A Train Journey Through Egypt
Yes, yes, it is airconditioned, do not worry effendi!
In Egypt, the National Railway is heavily used and links the country from Alexandria to Aswan.
In 1976 I took a second-class carriage from Cairo to Aswan. The train, I was assured, was air-conditioned. When the train pulled into Cairo station it was empty. Then everyone started jumping through the windows. This struck me as very peculiar. However, it was the only way to get a seat. By the time I got on the train, every seat was taken. Three guys, with their luggage, even took over one of the toilets.
The only room I could find was on the metal floor over the couplings between two carriages. I put my duffel bag down and sat on it. Immediately an Egyptian peasant woman sat on the other end of it.

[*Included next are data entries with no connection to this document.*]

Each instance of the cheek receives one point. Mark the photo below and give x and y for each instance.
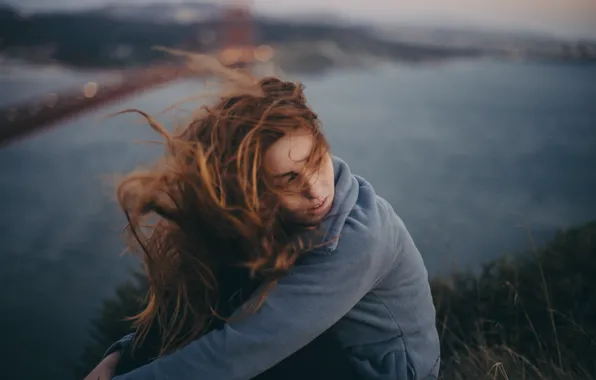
(291, 201)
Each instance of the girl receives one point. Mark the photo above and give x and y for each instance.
(251, 184)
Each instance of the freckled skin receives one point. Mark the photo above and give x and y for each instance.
(286, 158)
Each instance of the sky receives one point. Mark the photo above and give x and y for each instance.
(563, 17)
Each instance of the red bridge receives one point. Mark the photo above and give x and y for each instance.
(20, 120)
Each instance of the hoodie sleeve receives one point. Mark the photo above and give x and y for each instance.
(304, 303)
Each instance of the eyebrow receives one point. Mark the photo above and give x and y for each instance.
(286, 174)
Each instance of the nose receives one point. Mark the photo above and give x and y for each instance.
(313, 188)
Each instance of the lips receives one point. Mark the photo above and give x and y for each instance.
(319, 205)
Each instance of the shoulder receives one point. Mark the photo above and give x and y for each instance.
(370, 229)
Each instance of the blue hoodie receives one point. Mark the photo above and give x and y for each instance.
(370, 287)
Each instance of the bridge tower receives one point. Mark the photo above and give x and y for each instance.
(237, 35)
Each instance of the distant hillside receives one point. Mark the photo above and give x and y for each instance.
(119, 36)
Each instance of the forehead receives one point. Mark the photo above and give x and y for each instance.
(289, 153)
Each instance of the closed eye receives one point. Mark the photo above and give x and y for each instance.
(292, 176)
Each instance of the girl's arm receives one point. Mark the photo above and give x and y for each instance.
(304, 303)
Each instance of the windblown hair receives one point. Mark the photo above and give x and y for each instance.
(214, 207)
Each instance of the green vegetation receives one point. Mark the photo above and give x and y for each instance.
(528, 317)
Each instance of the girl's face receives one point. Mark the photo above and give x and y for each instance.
(308, 194)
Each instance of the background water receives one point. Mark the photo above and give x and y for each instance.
(465, 152)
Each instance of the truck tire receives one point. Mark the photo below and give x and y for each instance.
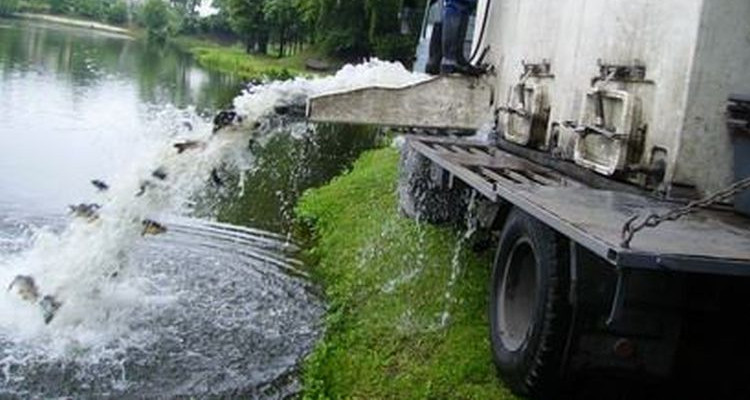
(528, 311)
(422, 194)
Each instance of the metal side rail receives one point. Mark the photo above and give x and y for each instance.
(710, 241)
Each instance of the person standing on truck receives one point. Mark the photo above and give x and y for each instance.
(447, 42)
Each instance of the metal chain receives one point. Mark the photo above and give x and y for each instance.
(633, 226)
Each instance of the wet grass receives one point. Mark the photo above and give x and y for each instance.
(385, 278)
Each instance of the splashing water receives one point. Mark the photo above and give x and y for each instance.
(114, 283)
(456, 266)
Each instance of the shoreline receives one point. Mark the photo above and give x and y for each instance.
(406, 313)
(75, 22)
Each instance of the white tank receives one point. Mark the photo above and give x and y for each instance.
(629, 88)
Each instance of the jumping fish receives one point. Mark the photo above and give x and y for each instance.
(160, 174)
(189, 145)
(88, 211)
(144, 186)
(25, 287)
(151, 227)
(49, 306)
(225, 118)
(215, 178)
(100, 185)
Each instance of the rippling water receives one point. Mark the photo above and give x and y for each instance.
(204, 309)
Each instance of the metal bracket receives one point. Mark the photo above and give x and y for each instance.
(585, 130)
(515, 111)
(635, 72)
(542, 69)
(739, 113)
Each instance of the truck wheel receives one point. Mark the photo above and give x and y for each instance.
(529, 314)
(423, 196)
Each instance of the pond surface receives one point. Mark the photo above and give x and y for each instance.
(208, 308)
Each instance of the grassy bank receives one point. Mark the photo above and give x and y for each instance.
(398, 326)
(234, 60)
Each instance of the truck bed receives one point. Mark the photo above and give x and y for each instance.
(709, 241)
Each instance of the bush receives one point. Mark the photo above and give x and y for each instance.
(117, 12)
(154, 16)
(8, 7)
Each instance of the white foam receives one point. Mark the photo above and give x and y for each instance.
(76, 264)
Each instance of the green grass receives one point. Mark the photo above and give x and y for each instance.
(386, 340)
(234, 60)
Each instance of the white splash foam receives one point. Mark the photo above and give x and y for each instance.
(76, 265)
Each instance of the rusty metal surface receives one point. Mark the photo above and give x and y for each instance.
(709, 241)
(445, 102)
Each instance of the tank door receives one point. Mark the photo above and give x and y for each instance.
(525, 117)
(607, 125)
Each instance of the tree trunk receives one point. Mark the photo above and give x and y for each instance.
(282, 33)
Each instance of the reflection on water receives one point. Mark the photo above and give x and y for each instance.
(204, 310)
(288, 163)
(81, 59)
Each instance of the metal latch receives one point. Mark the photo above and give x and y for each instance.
(739, 113)
(542, 69)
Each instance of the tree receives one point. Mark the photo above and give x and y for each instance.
(8, 7)
(247, 19)
(342, 27)
(118, 12)
(283, 17)
(154, 16)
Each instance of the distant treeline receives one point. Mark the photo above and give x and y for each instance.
(343, 28)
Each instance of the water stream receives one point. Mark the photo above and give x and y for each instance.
(201, 309)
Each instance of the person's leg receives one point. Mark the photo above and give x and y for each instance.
(436, 49)
(455, 22)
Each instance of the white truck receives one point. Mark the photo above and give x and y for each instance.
(617, 184)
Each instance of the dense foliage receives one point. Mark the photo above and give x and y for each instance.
(8, 6)
(348, 29)
(406, 301)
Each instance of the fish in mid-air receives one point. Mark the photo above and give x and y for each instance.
(87, 211)
(100, 185)
(25, 287)
(189, 145)
(151, 227)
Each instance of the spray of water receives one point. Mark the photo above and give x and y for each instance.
(87, 265)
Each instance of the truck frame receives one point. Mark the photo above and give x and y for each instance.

The trip took 10 hours and was sweltering. The air-conditioning consisted of a couple of little fans bolted to the ceiling. All the windows were open. It was the middle of July and dust kept blowing into the carriages off the desert. The toilet had a hole in the bottom of it that opened straight onto the track without a flush mechanism. Unbelievably the passengers actually managed to plug the damn thing. This resulted in the toilet compartment becoming awash with urine and feces about halfway through the trip.
The Egyptians, though, are a good-humored lot, put up with all kinds of adversity, and are constantly joking. A typical exchange is as follows: A fellow in a car hits a bicyclist in the leg and says: ‘Don’t worry, just walk on the other leg.’
On the train, there was a Dutch guy and two Dutch girls. He had a bloody great bayonet about 10 inches long stuck in his belt. The Egyptians were making jokes about him the whole way: ‘Oh he is a very great Sheikh with his two wives! … He needs a sword to protect his wives!’ And so on. They were not impressed, and he didn’t have a clue.
One amazing thing about train travel in Egypt — at every station, boys would run onto the train selling bread, cakes, nuts, cigarettes, tea, and colas, then get back on the platform. People would drink their colas and then lean out of the window holding the empty bottles. The boys then grabbed the bottles as the train pulled out of the station. People were incredibly hospitable and friendly. At every station, someone bought me something. At one point, the woman sharing my duffel bag produced some hard-boiled duck eggs, which she gave to me to eat. Finally, at Luxor, a fellow who was getting off came over: “Effendi (gentleman), this way,” and made sure I got his seat so I had the last two hours in more comfort.
I took the train back to Cairo, first class. It was much more comfortable although not nearly so colorful. And it was air-conditioned.